Tuesday, November 6, 2007

what sort of conservative is Mike Huckabee?

For all of his bona fides as a social conservative...

Huckabee's abnegation of federalism is bizarre-- with respect to a federal role in declaring public smoking prohibitions. (Click here to read the transcript of Hugh Hewitt's interview with him and his focus on that question.)

And Huckabee's embrace of S-CHIP and tighter automotive environmental regulations is troubling.

Beyond that, his general claims to fiscal conservatism are coming under more scrutiny and criticism. First, some short zingers (hat tip: Chuck Muth)...

Phyllis Schlafly of the Eagle Forum: "(Former Arkansas Gov. Mike Huckabee) destroyed the conservative movement in Arkansas, and left the Republican Party a shambles. Yet some of the same evangelicals who sold us on George W. Bush as a 'compassionate conservative' are now trying to sell us on Mike Huckabee."

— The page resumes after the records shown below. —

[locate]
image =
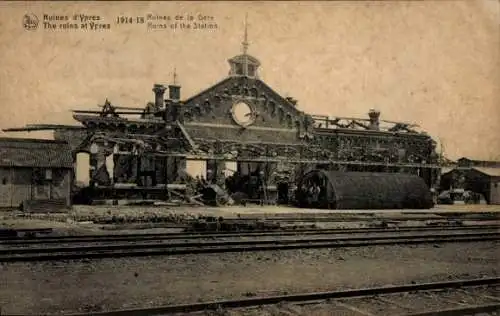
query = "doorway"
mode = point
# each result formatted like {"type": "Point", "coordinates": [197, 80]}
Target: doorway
{"type": "Point", "coordinates": [283, 189]}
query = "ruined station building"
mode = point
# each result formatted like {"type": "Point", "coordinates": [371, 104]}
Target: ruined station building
{"type": "Point", "coordinates": [247, 137]}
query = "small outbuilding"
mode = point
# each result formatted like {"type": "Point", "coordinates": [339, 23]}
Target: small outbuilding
{"type": "Point", "coordinates": [362, 190]}
{"type": "Point", "coordinates": [35, 174]}
{"type": "Point", "coordinates": [484, 181]}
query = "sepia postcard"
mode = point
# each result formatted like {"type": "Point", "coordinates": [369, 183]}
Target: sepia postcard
{"type": "Point", "coordinates": [249, 157]}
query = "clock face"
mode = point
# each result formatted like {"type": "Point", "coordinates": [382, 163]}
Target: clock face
{"type": "Point", "coordinates": [243, 114]}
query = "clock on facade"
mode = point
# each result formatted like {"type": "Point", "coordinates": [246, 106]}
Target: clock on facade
{"type": "Point", "coordinates": [243, 114]}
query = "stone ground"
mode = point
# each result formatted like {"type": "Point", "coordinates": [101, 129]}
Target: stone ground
{"type": "Point", "coordinates": [108, 284]}
{"type": "Point", "coordinates": [92, 285]}
{"type": "Point", "coordinates": [80, 220]}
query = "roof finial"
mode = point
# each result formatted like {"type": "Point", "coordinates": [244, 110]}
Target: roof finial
{"type": "Point", "coordinates": [175, 76]}
{"type": "Point", "coordinates": [245, 40]}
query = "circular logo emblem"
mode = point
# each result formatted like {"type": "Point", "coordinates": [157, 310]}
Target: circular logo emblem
{"type": "Point", "coordinates": [243, 114]}
{"type": "Point", "coordinates": [30, 22]}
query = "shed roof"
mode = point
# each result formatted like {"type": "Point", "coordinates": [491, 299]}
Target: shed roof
{"type": "Point", "coordinates": [40, 153]}
{"type": "Point", "coordinates": [492, 172]}
{"type": "Point", "coordinates": [370, 190]}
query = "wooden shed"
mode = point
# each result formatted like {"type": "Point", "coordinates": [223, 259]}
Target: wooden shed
{"type": "Point", "coordinates": [35, 174]}
{"type": "Point", "coordinates": [362, 190]}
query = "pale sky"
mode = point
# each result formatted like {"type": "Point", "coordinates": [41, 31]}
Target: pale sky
{"type": "Point", "coordinates": [432, 63]}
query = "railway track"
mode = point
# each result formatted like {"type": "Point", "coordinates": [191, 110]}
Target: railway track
{"type": "Point", "coordinates": [211, 235]}
{"type": "Point", "coordinates": [180, 248]}
{"type": "Point", "coordinates": [459, 297]}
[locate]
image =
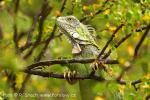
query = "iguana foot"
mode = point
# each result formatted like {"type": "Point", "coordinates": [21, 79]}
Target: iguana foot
{"type": "Point", "coordinates": [98, 65]}
{"type": "Point", "coordinates": [69, 76]}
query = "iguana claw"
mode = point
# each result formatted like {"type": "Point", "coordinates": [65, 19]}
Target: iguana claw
{"type": "Point", "coordinates": [97, 65]}
{"type": "Point", "coordinates": [69, 76]}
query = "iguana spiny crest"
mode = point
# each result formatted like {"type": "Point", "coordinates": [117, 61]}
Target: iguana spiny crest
{"type": "Point", "coordinates": [78, 33]}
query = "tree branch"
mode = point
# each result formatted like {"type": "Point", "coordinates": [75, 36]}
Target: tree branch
{"type": "Point", "coordinates": [67, 61]}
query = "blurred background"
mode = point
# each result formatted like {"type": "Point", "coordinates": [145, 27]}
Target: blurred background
{"type": "Point", "coordinates": [28, 34]}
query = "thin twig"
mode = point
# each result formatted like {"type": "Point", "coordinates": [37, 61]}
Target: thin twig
{"type": "Point", "coordinates": [67, 61]}
{"type": "Point", "coordinates": [141, 41]}
{"type": "Point", "coordinates": [108, 42]}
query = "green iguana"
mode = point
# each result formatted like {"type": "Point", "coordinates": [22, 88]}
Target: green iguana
{"type": "Point", "coordinates": [83, 46]}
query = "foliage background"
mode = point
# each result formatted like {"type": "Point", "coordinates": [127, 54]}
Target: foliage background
{"type": "Point", "coordinates": [28, 34]}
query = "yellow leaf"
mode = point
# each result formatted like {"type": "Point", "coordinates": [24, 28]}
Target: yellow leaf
{"type": "Point", "coordinates": [112, 28]}
{"type": "Point", "coordinates": [130, 50]}
{"type": "Point", "coordinates": [121, 88]}
{"type": "Point", "coordinates": [147, 76]}
{"type": "Point", "coordinates": [96, 6]}
{"type": "Point", "coordinates": [146, 17]}
{"type": "Point", "coordinates": [106, 12]}
{"type": "Point", "coordinates": [85, 7]}
{"type": "Point", "coordinates": [57, 13]}
{"type": "Point", "coordinates": [99, 98]}
{"type": "Point", "coordinates": [4, 79]}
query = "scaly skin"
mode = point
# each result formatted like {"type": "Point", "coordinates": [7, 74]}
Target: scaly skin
{"type": "Point", "coordinates": [84, 46]}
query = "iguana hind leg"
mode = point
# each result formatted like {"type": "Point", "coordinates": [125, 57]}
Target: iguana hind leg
{"type": "Point", "coordinates": [69, 76]}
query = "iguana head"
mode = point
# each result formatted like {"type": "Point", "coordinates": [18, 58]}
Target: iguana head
{"type": "Point", "coordinates": [68, 25]}
{"type": "Point", "coordinates": [75, 31]}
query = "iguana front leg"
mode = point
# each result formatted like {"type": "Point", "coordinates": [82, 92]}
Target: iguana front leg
{"type": "Point", "coordinates": [70, 76]}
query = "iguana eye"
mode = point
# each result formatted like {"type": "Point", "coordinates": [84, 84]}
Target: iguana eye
{"type": "Point", "coordinates": [69, 19]}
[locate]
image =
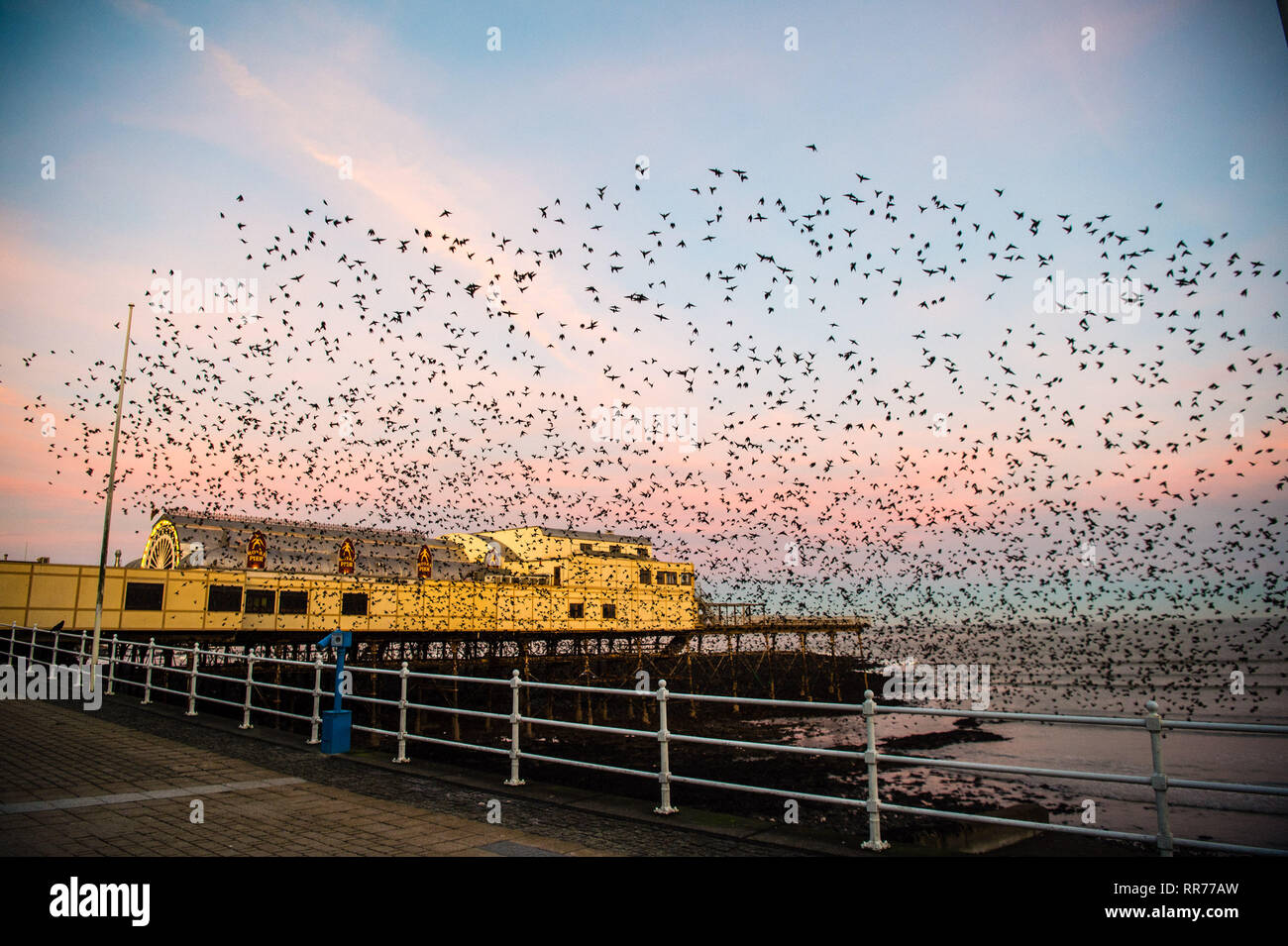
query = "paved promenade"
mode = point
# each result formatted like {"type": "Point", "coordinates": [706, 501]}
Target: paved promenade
{"type": "Point", "coordinates": [121, 783]}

WSJ Columnist John Fund: "Mr. Huckabee's reluctance to surround himself with conservatives was evident as governor, when he kept many agency heads appointed by Bill Clinton."

Pastor, talk-show host, and columnist Chuck Baldwin: "Christians need to beware of Mike Huckabee. He is not a conservative. Even worse, he is not a constitutionalist. He is an opportunist, however."

And from Doug Bandow, a longer article called "Mike Huckabee: Big Government on Steroids"...

Former Arkansas Gov. Mike Huckabee is an engaging personality. A good speaker with a folksy manner, he is attempting to sell himself as the candidate who can unite economic and social conservatives. In fact, he is far more likely to permanently divide the conservative movement.

Reports the Washington Times:

A bitter fight is taking place behind the scenes over Republican presidential hopeful Mike Huckabee.

Influential conservatives are clashing over whether Mr. Huckabee is capable of keeping evangelicals from fleeing the GOP to form a third party or if he’s too liberal fiscally for the Republican electorate.

The battle is bubbling into the public arena, fueled by fears that a three-way race could hand the presidency to Sen. Hillary Rodham Clinton or another Democrat, and by murmurs of Mr. Huckabee as a vice-presidential candidate on the party’s ticket.

“We called him a pro-life, pro-gun liberal, when I was in the state legislature and he was governor,” said Randy Minton, chairman of the Arkansas chapter of Phyllis Schlafly’s national Eagle Forum.

Mr. Minton voices the concerns of many conservatives that while Mr. Huckabee governed as a social conservative in opposing abortion and same-sex “marriage,” he was a treacherous liberal on taxes, social welfare spending and illegal immigration.

Fears about Huckabee’s conservative credentials are well-warranted....In fact, if you believe in limited government and individual liberty, you shouldn’t vote for Huckabee. He is a big spender and taxer and a believer in the nanny state. He’s also a reflexive interventionist on foreign policy, despite the disastrous consequences of Washington’s attempt at nation-building in Iraq today.

Pat Toomey of Club for Growth penned a devastating critique of Huckabee’s fiscal record. Notes Toomey:

In some quarters, former Arkansas Governor Mike Huckabee appears to be the flavor-of-the-month Republican candidate for president. Given his folksy charm, social conservative credentials, and embrace by the mainstream media, it is not surprising that some are increasingly enamored with him. But this flirtation does a great disservice to the conservative movement if it overlooks Huckabee’s stunning record of big-government liberalism.

Then there’s the broader issue of Huckabee’s governing style. His record isn’t as good as one would expect, given his public religiosity. Quin Hillyer delved into Huckabee’s record for the American Spectator online:

National media folks like David Brooks, dealing in surface appearances only, rave about what a nice guy Huckabee is, and a moral exemplar to boot. If they only did a little homework, they would discover a guy with a thin skin, a nasty vindictive streak, and a long history of imbroglios about questionable ethics.

The conservative movement and Republican Party are ailing, but Mike Huckabee isn’t the answer. President George Bush’s fiscal irresponsibility has inflicted a serious blow to the GOP. The presence of Huckabee on the Republican ticket, even as vice president, would spur the exodus of fiscal conservatives from the party.

All that said, here's former Cinton advisor and political pundit Dick Morris on Huckabee's somewhat promising electoral future-- at least as a VP candidate.

Why the Huckabee boomlet? A gripping, humorous, passionate orator, he brings a spiritual dimension to public-policy problems. His ideas are interesting. Want lower health-care costs? Tackle obesity and smoking. Education reform? Music and art education are just as important to our national creativity as science and math.

He has a good chance to be the front-ranking challenger to Giuliani in the national primary on Feb. 5. He might beat Rudy - or at least earn a VP designation, because Giuliani will be anxious to appeal to Christian-right voters.